Taking all the data together, one psychologist once went so far as to comment that “humans would do better without groups!” (Buys, 1978, p. 123). What Buys probably meant by this comment was to acknowledge the enormous force of social groups and to point out the importance of being aware that these forces can have both positive and negative consequences (Allen & Hecht, 2004; Kozlowski & Ilgen, 2006; Larson, 2010; Nijstad, 2009). Keep this important idea in mind as you read this chapter.
References
Allen, N. J., & Hecht, T. D. (2004). The “romance of teams”: Toward an understanding of its psychological underpinnings and implications. Journal of Occupational and Organizational Psychology, 77(4), 439–461. doi: 10.1348/0963179042596469.
Buys, B. J. (1978). Humans would do better without groups. Personality and Social Psychology Bulletin, 4, 123–125.
Kovera, M. B., & Borgida, E. (2010). Social psychology and law. In S. T. Fiske, D. T. Gilbert, & G. Lindzey (Eds.), Handbook of social psychology (5th ed., Vol. 2, pp. 1343–1385). Hoboken, NJ: John Wiley & Sons.

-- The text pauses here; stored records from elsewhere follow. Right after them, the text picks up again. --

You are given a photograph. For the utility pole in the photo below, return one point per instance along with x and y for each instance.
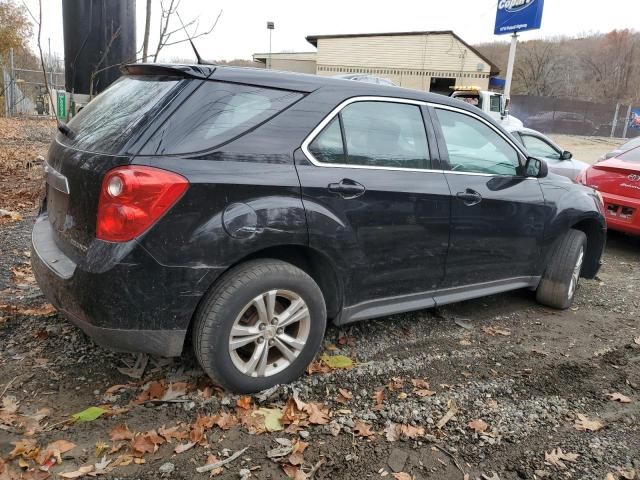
(512, 59)
(270, 27)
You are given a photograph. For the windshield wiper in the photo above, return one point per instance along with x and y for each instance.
(66, 130)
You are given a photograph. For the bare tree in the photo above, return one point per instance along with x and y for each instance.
(147, 25)
(166, 36)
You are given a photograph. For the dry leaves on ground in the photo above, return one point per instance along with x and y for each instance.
(585, 424)
(557, 457)
(493, 331)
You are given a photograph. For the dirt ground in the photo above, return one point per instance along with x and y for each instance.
(496, 388)
(587, 149)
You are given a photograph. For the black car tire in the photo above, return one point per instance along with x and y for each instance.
(218, 311)
(555, 288)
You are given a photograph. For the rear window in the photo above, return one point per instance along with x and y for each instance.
(109, 120)
(216, 113)
(632, 155)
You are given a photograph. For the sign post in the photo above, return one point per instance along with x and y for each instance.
(513, 16)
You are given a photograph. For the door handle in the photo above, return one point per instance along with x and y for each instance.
(347, 188)
(469, 197)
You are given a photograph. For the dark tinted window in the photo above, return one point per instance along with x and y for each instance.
(327, 146)
(109, 120)
(474, 147)
(631, 155)
(216, 113)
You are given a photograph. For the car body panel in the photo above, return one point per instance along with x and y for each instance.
(569, 168)
(388, 248)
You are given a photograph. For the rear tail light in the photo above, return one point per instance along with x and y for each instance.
(133, 198)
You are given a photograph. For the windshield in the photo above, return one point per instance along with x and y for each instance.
(109, 120)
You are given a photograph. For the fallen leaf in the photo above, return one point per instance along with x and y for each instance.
(420, 383)
(88, 415)
(557, 458)
(344, 396)
(378, 397)
(478, 425)
(175, 390)
(121, 432)
(244, 402)
(409, 431)
(272, 418)
(583, 423)
(453, 409)
(142, 444)
(362, 429)
(100, 448)
(77, 473)
(424, 393)
(402, 476)
(618, 397)
(183, 447)
(318, 414)
(336, 361)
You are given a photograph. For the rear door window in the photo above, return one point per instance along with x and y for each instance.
(378, 134)
(216, 113)
(109, 120)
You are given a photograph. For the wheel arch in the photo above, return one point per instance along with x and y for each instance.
(596, 239)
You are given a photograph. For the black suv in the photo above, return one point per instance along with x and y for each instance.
(246, 208)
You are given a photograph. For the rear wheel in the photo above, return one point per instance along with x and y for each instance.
(261, 325)
(558, 285)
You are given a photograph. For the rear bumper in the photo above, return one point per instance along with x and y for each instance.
(615, 207)
(135, 305)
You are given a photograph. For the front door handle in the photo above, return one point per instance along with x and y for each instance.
(469, 197)
(347, 188)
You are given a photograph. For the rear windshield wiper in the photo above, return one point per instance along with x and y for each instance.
(66, 129)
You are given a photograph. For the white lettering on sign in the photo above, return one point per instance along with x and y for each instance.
(514, 5)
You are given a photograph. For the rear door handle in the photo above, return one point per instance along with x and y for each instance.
(347, 188)
(469, 197)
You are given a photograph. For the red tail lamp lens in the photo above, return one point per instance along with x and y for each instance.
(133, 198)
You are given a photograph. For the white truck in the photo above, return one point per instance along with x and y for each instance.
(492, 103)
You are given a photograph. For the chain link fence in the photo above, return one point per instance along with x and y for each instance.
(25, 92)
(576, 117)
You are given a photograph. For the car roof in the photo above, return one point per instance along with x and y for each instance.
(301, 82)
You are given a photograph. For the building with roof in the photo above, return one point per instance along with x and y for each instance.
(430, 60)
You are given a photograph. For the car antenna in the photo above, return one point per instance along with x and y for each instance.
(195, 50)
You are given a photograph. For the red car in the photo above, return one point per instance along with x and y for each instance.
(618, 181)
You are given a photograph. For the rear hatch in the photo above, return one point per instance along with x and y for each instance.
(617, 176)
(78, 161)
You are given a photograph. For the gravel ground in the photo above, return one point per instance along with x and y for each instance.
(483, 388)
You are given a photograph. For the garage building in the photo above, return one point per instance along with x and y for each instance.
(432, 61)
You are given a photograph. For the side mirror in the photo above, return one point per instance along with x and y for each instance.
(536, 168)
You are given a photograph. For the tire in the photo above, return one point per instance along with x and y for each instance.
(559, 283)
(241, 300)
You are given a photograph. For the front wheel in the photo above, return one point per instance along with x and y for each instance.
(558, 285)
(259, 326)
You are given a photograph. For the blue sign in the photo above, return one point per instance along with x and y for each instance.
(518, 15)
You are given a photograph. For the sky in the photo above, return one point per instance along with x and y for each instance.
(241, 30)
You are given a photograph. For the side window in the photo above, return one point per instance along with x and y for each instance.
(216, 113)
(385, 134)
(327, 146)
(475, 147)
(539, 148)
(495, 103)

Kozlowski, S. W. J., & Ilgen, D. R. (2006). Enhancing the effectiveness of work groups and teams. Psychological Science in the Public Interest, 7(3), 77–124. doi: 10.1111/j.1529–1006.2006.00030.x.
Larson, J. R., Jr. (2010). In search of synergy in small group performance. New York, NY: Psychology Press.
Levi, D. (2007). Group dynamics for teams (2nd ed.). Thousand Oaks, CA: Sage.
Nijstad, B. A. (2009). Group performance. New York, NY: Psychology Press.
Straus, S. G., Parker, A. M., & Bruce, J. B. (2011). The group matters: A review of processes and outcomes in intelligence analysis. Group Dynamics: Theory, Research, and Practice, 15(2), 128–146.